“Find Work,” an Answer to Every Grief?

Jean Francois Millet, “A Farmer’s Wife Sweeping” (1867)

Monday – Labor Day

I love posting this Rhina Espaillat poem for Labor Day because it captures our ambivalent feelings about work. On the one hand, it shows how work is almost a religion with us: the speaker’s grandmother responds, “Find work” whenever one is grieving. We are given the context we need for why the grandmother would resort to this tough “dictum” time and again. When she was a farm child, hard work anesthetized and muted her “country heart,” and when she was a widow with children, her faith in work was key to her survival. This may sound laudable.

Only the final two lines show that a price that has been paid. When the speaker talks about floors scrubbed “white as bone” and dishes that shine “painfully,” she points to the toll. “Life’s little duties” may seem infinite to the grandmother, but they cover over a very real pain. One senses no peace, no sense of a job well done, in that kitchen. Only “a truce with time/ spent in the lifelong practice of despair.”

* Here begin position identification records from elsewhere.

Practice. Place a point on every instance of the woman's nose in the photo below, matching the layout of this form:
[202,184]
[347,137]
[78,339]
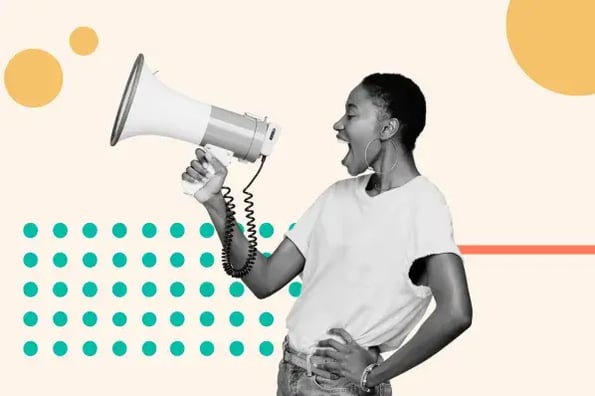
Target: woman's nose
[337,126]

Work can ennoble, but not when we sacrifice our humanity to it. 

Find Work

By Rhina P. Espaillat

I tie my Hat—I crease my Shawl—
Life’s little duties do—precisely
As the very least
Were infinite—to me—
—Emily Dickinson, #443

My mother’s mother, widowed very young
of her first love, and of that love’s first fruit,
moved through her father’s farm, her country tongue
and country heart anaesthetized and mute
with labor. So her kind was taught to do—
“Find work,” she would reply to every grief—
and her one dictum, whether false or true,
tolled heavy with her passionate belief.
Widowed again, with children, in her prime,
she spoke so little it was hard to bear
so much composure, such a truce with time
spent in the lifelong practice of despair.
But I recall her floors, scrubbed white as bone,
her dishes, and how painfully they shone.